Atiyab Sultan is working towards an MPhil in Economics at St Edmund’s College. Previously, she completed an undergraduate degree, majoring in Economics at the Lahore University of Management Sciences in Pakistan. She also completed a minor in the social sciences, focusing on political science and philosophy. Her final year thesis involved empirical research and a quantitative analysis of the labour market outcomes of graduates from her university, with an aim to disentangling the effects of the quality of secondary education and family background. She also completed an independent study on orientalism, writing a paper contrasting the depictions of Che Guevara in western media before and after his death. Having completed her undergraduate degree a semester early, she worked as a research associate at the business school at her university. Simultaneously, she wrote a paper on the indigenous system of education in pre-colonial Punjab and the pernicious effect of British colonisation on the same.
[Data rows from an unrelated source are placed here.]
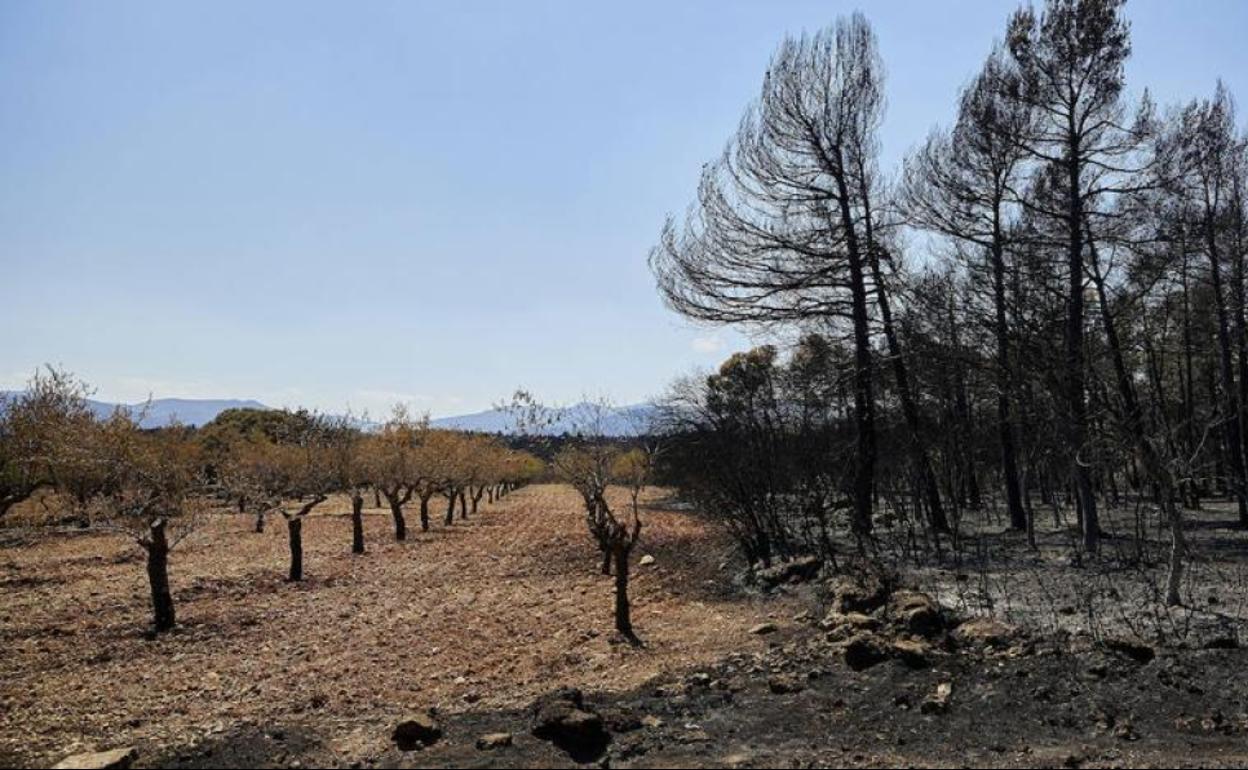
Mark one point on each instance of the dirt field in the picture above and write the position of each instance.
(484, 614)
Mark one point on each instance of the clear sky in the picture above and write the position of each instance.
(348, 204)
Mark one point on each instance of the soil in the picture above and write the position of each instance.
(477, 620)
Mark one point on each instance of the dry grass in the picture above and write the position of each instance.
(487, 613)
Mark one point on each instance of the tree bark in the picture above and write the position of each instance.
(157, 577)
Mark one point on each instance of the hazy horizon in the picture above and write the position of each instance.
(340, 206)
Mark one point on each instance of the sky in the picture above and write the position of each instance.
(345, 205)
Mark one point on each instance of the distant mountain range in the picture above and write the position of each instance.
(579, 418)
(585, 418)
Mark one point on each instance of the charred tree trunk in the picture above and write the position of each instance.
(1077, 419)
(864, 389)
(1231, 393)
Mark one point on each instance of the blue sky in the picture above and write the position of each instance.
(351, 204)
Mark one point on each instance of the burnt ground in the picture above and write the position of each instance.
(476, 622)
(1043, 703)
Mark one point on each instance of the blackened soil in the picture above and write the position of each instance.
(1038, 705)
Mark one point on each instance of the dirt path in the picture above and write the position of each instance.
(484, 614)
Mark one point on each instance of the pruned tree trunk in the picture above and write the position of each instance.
(295, 529)
(623, 609)
(399, 522)
(424, 512)
(157, 575)
(357, 523)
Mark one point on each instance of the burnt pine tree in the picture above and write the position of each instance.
(1070, 65)
(960, 185)
(778, 231)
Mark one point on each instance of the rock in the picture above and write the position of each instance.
(798, 570)
(112, 759)
(984, 632)
(864, 594)
(851, 620)
(783, 684)
(694, 736)
(416, 731)
(1138, 652)
(620, 720)
(916, 613)
(563, 719)
(864, 652)
(937, 701)
(914, 654)
(494, 740)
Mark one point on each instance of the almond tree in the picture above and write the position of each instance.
(392, 463)
(157, 499)
(34, 424)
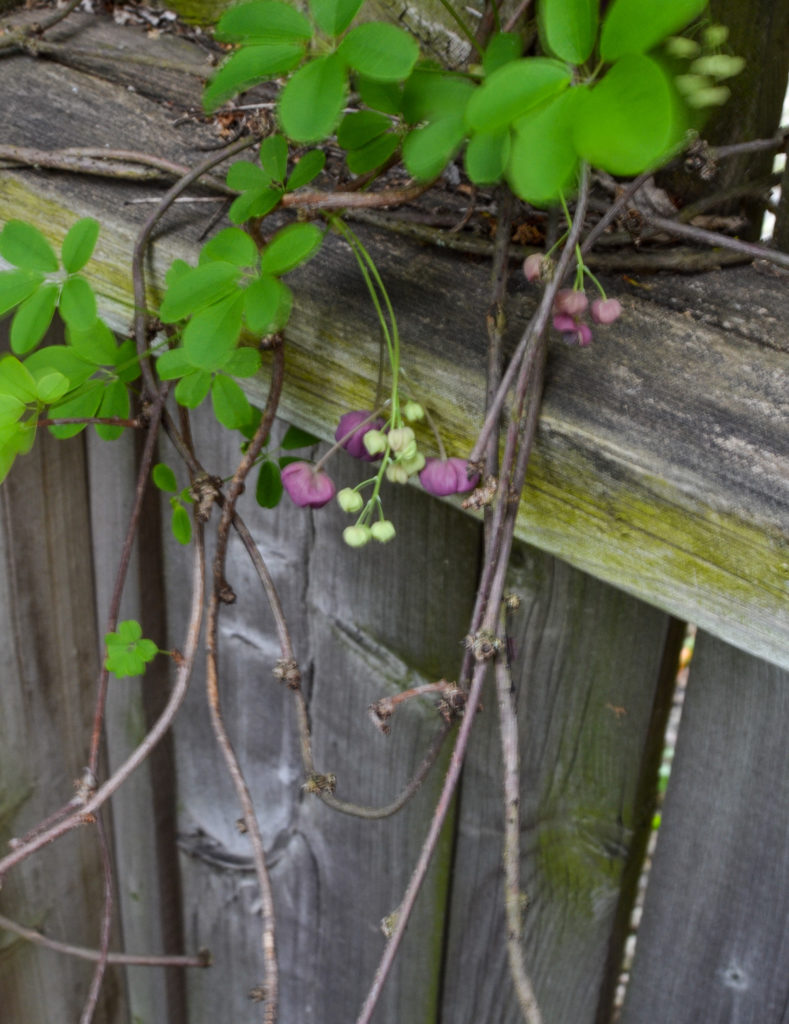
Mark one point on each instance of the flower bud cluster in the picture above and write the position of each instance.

While her dissertation for the MPhil in Economics lies in the territory of quantitative analysis, she hopes to pursue her interest in history while at the Centre by looking at the impoverishment of Punjab following annexation by the British in the 19th century. The primary focus of this research is to discern societal and institutional changes that have proven to be endemic and help to explain the mass poverty in the region today. She does not intend the project to be a British-bashing harangue, at once romanticizing pre-colonial times and absolving post-colonial actors, but hopes to take a closer look at dynamic processes engendering poverty in the region and the colonial roots these may possess.